The artist hones techniques that ensure that the work—be it a painting, a text, a sculpture, or a photograph—does not present as an ironclad assertion even when it is finished: “Less hedging, more trial balloons. More life, more expression, more unintelligibility,” as she summed up her approach in an interview. Her output is distinguished by her productive disregard for the boundaries between creative disciplines—writing, painting, photography. That is readily apparent in the unconventional and speaking titles of her works, for which she draws on a wide range of sources, from medieval mysticism to contemporary lyric poetry, from bureaucratic solecisms to Dadaist word strings.
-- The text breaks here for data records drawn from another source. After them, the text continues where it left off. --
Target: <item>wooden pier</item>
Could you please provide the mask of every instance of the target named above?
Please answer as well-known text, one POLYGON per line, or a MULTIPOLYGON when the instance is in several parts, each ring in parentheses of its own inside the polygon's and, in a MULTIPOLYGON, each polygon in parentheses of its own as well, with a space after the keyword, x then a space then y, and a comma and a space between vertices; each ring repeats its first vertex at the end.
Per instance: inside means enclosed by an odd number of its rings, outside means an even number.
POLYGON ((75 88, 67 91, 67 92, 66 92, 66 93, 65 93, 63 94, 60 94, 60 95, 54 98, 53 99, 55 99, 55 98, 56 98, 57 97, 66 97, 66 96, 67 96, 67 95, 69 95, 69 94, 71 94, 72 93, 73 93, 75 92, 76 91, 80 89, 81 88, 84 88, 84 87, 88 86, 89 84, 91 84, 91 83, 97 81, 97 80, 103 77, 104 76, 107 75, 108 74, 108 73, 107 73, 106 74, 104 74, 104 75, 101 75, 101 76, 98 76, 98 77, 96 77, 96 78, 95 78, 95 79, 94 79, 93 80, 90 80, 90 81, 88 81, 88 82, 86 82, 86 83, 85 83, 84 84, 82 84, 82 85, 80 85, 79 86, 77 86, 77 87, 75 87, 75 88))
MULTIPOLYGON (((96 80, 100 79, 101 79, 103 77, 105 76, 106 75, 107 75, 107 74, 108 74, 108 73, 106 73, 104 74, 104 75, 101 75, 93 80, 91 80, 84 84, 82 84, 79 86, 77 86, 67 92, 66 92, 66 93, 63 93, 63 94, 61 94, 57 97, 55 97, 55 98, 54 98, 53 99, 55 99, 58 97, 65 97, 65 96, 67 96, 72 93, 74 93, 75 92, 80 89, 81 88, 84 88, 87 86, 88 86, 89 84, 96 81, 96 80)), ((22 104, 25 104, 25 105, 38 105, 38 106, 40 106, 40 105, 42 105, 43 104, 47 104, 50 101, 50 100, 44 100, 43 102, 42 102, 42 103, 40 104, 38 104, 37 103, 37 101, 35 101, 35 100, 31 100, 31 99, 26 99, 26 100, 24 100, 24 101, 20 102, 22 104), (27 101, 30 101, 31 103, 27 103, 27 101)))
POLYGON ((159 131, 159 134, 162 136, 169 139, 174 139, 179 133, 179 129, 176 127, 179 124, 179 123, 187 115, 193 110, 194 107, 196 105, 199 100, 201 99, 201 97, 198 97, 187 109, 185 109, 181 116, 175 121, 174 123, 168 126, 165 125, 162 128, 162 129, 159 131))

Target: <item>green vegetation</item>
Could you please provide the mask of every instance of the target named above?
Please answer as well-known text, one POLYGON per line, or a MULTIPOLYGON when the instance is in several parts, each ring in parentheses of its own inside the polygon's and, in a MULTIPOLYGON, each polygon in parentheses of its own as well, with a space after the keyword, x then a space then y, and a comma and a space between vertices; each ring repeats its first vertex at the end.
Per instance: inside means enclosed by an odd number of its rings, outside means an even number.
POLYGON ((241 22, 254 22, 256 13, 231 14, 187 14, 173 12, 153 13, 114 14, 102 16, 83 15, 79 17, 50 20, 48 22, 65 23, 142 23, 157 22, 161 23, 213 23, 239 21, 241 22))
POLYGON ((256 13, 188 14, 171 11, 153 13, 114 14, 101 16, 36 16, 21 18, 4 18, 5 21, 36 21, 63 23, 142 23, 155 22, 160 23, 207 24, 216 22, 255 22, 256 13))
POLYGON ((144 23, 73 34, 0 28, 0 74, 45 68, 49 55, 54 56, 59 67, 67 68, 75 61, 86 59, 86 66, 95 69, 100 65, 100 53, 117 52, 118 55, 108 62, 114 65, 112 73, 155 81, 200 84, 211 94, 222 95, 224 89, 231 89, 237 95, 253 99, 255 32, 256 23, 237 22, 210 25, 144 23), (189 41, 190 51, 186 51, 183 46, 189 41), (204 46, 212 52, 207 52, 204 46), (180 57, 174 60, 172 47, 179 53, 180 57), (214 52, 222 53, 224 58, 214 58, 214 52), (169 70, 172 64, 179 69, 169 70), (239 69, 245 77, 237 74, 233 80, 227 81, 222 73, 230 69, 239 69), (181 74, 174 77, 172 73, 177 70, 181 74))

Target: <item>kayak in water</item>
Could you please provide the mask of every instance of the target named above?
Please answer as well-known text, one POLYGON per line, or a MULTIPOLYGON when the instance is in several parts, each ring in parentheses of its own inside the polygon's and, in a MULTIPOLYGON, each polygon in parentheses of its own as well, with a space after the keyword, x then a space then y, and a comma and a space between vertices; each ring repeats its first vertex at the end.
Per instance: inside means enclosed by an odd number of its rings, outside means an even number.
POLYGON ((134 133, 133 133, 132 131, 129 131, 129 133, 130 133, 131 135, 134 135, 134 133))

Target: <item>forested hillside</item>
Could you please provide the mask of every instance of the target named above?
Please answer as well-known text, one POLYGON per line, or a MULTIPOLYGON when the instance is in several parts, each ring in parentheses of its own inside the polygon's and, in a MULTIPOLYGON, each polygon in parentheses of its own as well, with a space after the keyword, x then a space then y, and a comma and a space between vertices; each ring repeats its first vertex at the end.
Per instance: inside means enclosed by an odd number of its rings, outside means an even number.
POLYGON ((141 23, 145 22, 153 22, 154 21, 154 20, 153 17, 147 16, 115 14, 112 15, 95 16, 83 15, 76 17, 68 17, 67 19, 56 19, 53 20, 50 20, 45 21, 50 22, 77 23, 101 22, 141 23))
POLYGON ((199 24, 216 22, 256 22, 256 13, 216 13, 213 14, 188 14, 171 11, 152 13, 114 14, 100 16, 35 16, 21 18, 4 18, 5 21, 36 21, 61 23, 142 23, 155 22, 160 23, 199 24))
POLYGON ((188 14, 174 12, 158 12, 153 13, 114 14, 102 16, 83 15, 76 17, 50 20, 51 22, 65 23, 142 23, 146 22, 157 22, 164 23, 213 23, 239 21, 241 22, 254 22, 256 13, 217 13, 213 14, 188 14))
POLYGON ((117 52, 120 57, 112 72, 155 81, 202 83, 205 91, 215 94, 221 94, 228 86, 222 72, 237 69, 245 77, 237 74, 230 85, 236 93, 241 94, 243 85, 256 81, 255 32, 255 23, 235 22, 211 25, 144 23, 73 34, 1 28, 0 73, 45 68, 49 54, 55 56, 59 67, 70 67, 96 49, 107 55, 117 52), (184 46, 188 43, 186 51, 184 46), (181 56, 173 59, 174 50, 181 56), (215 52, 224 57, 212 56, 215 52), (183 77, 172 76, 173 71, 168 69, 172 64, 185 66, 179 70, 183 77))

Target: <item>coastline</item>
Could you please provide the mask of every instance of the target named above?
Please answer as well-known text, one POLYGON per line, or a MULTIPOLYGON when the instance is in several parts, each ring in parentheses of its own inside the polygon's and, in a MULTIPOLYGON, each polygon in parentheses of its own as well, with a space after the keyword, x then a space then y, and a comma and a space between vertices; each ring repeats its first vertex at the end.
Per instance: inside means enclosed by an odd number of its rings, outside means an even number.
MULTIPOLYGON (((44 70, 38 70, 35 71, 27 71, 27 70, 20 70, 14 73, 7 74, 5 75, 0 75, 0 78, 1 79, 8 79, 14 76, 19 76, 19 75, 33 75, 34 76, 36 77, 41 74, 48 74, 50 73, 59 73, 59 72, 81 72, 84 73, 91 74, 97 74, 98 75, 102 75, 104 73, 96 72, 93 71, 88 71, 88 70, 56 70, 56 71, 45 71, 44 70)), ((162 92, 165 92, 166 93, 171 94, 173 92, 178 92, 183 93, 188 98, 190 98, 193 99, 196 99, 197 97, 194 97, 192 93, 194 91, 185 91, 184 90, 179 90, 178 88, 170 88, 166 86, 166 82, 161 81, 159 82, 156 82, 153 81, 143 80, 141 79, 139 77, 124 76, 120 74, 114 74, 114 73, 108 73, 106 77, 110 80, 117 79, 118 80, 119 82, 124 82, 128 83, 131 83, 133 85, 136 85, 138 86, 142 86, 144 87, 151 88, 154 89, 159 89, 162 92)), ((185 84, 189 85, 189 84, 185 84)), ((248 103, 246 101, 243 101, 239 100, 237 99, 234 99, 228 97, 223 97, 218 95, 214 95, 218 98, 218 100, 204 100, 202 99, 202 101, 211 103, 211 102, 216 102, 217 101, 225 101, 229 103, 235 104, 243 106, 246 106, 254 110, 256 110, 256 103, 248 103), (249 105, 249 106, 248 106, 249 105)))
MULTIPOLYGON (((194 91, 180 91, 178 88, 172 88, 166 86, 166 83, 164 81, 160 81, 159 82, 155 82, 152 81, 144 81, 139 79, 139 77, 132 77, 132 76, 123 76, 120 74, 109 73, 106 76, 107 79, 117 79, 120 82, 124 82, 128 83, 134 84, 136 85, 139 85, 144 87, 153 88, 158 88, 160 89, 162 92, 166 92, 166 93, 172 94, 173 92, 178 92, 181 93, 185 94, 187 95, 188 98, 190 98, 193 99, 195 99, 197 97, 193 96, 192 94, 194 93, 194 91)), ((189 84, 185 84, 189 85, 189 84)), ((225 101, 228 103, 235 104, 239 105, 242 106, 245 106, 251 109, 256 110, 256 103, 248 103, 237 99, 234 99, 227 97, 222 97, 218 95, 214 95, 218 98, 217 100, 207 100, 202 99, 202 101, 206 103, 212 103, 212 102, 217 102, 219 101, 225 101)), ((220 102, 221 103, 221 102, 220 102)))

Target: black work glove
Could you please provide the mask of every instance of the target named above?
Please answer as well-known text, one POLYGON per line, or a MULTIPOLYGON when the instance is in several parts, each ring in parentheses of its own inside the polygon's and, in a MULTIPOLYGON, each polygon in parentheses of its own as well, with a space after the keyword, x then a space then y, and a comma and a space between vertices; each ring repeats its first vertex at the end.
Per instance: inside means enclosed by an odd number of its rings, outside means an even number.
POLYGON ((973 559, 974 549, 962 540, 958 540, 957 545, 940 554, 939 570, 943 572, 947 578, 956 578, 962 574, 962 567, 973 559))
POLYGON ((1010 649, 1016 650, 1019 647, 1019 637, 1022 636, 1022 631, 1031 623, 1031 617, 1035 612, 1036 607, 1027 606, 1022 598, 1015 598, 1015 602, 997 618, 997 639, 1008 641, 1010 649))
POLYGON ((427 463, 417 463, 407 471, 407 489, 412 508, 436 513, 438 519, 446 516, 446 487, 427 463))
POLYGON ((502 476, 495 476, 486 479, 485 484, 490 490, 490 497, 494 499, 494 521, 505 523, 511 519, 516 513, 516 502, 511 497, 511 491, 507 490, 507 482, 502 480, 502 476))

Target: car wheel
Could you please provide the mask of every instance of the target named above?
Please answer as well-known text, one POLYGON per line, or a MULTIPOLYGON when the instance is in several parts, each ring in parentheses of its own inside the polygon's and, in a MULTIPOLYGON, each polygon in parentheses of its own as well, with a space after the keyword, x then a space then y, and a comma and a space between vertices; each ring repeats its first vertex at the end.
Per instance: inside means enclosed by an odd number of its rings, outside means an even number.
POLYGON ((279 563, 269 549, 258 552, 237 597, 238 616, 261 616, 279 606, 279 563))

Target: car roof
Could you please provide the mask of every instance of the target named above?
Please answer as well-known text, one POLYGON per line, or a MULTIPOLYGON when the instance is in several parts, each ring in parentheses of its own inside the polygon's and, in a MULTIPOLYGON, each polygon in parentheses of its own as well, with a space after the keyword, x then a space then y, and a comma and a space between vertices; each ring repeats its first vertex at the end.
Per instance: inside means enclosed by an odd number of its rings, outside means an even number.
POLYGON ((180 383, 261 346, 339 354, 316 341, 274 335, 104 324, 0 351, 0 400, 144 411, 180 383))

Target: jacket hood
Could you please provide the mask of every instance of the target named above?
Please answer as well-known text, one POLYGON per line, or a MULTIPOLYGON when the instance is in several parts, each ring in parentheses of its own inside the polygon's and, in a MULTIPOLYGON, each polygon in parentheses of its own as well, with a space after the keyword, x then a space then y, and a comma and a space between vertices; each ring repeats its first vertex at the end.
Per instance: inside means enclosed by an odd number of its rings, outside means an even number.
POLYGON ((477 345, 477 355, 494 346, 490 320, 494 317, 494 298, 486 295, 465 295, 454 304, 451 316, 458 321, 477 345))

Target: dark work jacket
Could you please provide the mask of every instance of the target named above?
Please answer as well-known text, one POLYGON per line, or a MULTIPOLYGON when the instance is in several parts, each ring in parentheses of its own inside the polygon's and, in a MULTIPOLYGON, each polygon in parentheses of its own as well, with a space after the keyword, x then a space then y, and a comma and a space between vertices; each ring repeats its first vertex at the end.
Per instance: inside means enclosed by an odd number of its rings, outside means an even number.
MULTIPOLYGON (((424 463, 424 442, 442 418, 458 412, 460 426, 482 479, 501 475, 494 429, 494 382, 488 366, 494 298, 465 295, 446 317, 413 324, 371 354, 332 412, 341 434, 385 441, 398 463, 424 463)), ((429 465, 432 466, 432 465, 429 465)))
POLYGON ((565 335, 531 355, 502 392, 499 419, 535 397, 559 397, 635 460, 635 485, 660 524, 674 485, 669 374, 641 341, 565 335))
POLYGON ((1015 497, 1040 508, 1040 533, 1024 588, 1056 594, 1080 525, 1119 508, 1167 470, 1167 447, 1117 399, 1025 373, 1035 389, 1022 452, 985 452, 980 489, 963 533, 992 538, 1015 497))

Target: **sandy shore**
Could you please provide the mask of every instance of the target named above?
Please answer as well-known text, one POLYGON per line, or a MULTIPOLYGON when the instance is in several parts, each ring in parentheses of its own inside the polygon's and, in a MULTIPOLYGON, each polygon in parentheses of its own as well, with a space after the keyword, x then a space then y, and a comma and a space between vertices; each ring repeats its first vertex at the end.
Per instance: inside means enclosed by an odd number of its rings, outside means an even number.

Michaela Eichwald was born in Gummersbach in 1967. She enrolled at the University of Cologne in 1987, studying philosophy, history, art history, and German literature. Her first writings were published in the 1990s, even before she started painting. She has had solo exhibitions at the Palais de Tokyo, Paris, Kunstverein Schwerin, and Kunstverein Aachen, among others. A solo exhibition of Eichwald’s work at the Walker Art Center, Minneapolis, will be on view through mid-May 2021.
The exhibition features paintings and sculptures from the past three years. Most of the works were created specifically for the presentation.
Curated by Matthias Mühling and Stephanie Weber
The exhibition was made in cooperation with the Kunsthalle Basel.